Mr. Smallwood took an appeal of his conviction, arguing that the warrantless search of his cell phone was unlawful and contending that a subsequent search warrant obtained by the State to view the contents of the phone could not correct the unlawfulness of the initial search. The Court agreed with Mr. Smallwood and reversed his conviction.

As an initial matter, the Court held that the accused had a reasonable expectation of privacy in “…the data and information stored within his mini-computer cell phone,” and agreed with the argument that these phones are “…small electronic data sources” such that the warrantless search of images contained on them constitute “…an invasion of that constitutional zone of privacy.”

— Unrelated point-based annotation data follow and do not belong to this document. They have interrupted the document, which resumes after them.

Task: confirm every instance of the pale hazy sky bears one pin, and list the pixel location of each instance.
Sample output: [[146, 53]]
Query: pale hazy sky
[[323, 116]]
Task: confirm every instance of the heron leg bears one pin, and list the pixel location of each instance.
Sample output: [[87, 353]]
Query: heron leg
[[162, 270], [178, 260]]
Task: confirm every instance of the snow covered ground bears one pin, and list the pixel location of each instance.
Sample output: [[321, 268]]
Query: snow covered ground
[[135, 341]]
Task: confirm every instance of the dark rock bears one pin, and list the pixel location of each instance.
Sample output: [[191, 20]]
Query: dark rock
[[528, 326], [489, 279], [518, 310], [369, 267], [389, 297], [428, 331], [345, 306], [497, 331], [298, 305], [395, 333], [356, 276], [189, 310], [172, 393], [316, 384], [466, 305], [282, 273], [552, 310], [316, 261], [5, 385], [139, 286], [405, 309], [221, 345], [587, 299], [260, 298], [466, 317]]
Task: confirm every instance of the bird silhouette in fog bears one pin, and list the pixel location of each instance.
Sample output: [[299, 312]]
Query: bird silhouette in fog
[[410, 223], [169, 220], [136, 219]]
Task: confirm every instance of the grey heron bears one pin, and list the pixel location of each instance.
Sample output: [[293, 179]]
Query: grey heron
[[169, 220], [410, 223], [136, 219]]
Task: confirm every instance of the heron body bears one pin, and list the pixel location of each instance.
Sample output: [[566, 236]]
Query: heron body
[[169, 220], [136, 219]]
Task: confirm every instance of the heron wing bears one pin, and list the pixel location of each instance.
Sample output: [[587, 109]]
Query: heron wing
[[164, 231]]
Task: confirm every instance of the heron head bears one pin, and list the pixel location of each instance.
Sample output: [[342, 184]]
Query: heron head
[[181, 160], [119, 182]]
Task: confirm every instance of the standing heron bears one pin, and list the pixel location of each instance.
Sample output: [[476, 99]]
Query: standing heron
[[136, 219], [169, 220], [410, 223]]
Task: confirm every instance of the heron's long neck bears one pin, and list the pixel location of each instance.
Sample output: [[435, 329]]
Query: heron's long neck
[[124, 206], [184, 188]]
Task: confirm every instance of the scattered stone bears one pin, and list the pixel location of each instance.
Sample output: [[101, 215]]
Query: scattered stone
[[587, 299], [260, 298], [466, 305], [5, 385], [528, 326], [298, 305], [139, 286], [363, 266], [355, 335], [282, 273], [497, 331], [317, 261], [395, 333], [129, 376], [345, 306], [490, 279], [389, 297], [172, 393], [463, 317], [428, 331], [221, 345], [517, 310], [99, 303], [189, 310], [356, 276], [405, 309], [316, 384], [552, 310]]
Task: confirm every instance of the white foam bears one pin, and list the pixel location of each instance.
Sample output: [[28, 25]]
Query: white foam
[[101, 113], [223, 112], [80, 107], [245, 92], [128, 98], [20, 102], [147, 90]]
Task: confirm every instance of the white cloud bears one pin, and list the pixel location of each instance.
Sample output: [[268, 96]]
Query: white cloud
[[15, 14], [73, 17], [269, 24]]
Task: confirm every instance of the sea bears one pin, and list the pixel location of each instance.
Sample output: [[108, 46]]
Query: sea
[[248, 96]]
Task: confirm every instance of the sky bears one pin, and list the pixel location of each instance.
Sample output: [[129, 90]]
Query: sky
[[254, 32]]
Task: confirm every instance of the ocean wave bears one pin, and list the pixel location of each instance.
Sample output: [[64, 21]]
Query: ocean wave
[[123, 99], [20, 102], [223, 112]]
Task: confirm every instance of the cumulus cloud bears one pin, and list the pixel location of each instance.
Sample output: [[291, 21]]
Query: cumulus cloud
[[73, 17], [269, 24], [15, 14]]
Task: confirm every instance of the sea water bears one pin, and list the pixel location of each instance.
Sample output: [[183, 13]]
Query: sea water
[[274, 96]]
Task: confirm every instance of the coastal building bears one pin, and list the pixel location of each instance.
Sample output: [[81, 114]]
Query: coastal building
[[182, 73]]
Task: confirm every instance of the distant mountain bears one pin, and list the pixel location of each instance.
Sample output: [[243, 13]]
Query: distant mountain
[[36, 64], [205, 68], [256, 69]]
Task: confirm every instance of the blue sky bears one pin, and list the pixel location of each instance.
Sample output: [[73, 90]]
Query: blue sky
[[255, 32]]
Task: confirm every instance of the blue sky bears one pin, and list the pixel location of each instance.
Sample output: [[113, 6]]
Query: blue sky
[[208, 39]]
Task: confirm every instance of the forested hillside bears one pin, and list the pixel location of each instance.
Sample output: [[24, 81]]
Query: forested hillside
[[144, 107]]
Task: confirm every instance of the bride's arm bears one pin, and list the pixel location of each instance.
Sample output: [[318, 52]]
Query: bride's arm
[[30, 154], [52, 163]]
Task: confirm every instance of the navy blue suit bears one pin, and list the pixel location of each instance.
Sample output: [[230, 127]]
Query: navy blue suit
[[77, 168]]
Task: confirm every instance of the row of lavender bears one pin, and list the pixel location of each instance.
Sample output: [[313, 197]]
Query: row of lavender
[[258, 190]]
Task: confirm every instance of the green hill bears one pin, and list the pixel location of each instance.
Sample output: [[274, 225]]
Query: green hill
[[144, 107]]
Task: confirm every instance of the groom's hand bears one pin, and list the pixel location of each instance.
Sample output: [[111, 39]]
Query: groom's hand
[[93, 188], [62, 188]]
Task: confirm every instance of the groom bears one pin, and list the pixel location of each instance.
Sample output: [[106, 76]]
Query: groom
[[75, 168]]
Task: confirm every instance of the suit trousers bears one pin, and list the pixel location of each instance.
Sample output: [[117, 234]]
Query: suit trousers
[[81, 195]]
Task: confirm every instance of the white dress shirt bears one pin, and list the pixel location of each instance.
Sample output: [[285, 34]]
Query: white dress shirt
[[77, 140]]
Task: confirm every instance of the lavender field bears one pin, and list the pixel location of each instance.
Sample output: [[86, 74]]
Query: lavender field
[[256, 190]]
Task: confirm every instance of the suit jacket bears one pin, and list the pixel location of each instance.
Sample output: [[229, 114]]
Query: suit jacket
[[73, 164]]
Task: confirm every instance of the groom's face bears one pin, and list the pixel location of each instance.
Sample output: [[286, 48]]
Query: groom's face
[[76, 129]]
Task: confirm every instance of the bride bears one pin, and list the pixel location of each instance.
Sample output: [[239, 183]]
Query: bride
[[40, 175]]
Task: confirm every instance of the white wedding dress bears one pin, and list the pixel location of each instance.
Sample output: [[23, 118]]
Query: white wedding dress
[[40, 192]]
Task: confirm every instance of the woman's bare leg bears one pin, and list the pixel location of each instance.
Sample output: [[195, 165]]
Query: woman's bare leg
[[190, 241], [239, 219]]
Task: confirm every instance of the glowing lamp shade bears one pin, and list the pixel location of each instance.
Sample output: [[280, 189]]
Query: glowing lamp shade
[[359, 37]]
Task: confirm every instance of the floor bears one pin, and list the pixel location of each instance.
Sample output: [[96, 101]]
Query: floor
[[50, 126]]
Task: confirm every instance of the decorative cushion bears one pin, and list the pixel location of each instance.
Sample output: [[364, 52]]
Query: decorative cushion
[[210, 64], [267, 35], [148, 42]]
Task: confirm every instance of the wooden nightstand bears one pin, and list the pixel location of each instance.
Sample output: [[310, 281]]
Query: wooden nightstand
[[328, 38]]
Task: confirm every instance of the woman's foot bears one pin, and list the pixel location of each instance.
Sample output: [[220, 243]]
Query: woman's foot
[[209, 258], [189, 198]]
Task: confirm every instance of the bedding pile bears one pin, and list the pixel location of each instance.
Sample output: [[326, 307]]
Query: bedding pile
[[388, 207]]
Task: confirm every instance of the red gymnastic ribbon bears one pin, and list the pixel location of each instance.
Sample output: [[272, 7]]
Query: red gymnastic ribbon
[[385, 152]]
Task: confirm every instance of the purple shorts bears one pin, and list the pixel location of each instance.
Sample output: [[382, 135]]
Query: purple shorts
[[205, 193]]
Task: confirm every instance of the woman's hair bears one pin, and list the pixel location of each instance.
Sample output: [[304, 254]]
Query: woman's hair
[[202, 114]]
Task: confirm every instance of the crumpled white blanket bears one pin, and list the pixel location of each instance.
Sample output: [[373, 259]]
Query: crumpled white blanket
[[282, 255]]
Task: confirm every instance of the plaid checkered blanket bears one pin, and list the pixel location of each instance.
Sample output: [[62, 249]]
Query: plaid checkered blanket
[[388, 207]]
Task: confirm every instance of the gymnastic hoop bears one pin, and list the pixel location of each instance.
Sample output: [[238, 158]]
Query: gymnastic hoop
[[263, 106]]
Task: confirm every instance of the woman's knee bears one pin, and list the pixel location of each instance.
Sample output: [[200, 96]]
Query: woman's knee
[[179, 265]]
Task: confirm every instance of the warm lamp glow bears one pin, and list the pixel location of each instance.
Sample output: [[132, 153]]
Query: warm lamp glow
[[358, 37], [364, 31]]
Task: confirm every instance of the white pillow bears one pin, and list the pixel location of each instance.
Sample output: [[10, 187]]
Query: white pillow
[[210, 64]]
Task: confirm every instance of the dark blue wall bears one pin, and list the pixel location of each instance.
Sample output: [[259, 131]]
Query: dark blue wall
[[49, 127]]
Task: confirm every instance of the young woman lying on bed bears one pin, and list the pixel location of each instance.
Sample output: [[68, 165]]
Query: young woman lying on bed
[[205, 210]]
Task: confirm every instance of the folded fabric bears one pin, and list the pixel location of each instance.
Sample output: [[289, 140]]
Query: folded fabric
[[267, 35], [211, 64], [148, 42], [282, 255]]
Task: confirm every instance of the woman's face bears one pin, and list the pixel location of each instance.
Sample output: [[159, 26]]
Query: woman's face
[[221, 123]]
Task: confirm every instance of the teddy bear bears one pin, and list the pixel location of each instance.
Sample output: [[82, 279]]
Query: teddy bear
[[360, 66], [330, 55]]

The Court held that a cell phone is “not just another purse or address book,” and instead concluded, “computers hold so much personal and sensitive information touching on many private aspects of life” that a warrantless search of the phone could not be upheld. As noted by the Court, “a significant portion of our population relies on cell phones for email communications, text-message information, scheduling and banking.” Thus, by their very nature, very personal and extensive information is stored on and assessed by these devices, and to permit the warrantless viewing of their contents violates the Fourth Amendment to the United States Constitution.

The Court also rejected the State’s contention that the search was lawful as incident to an arrest, holding that such searches can only be justified to remove weapons from an individual or prevent evidence destruction. It concluded that, while the officer was authorized to take the “electronic computer-like device,” he was not authorized to conduct a warrantless search of it.

The Smallwood decision should be welcomed by all who recognize the highly personal and sensitive nature of information contained on cell phones. In today’s world, these devices are ubiquitous and most people assume their contents are not subject to warrantless inspection. If the right to be free from unreasonable searches is to have any meaning, law enforcement officers should not be permitted to rummage through what has developed to be the most private of our depositories. Since the Smallwood decision conflicts with decisions from other jurisdictions, I would expect these matters eventually to reach the United States Supreme Court. I am hopeful that should the Court examine this issue, it will do so with the same thoughtful analysis as did our state supreme court.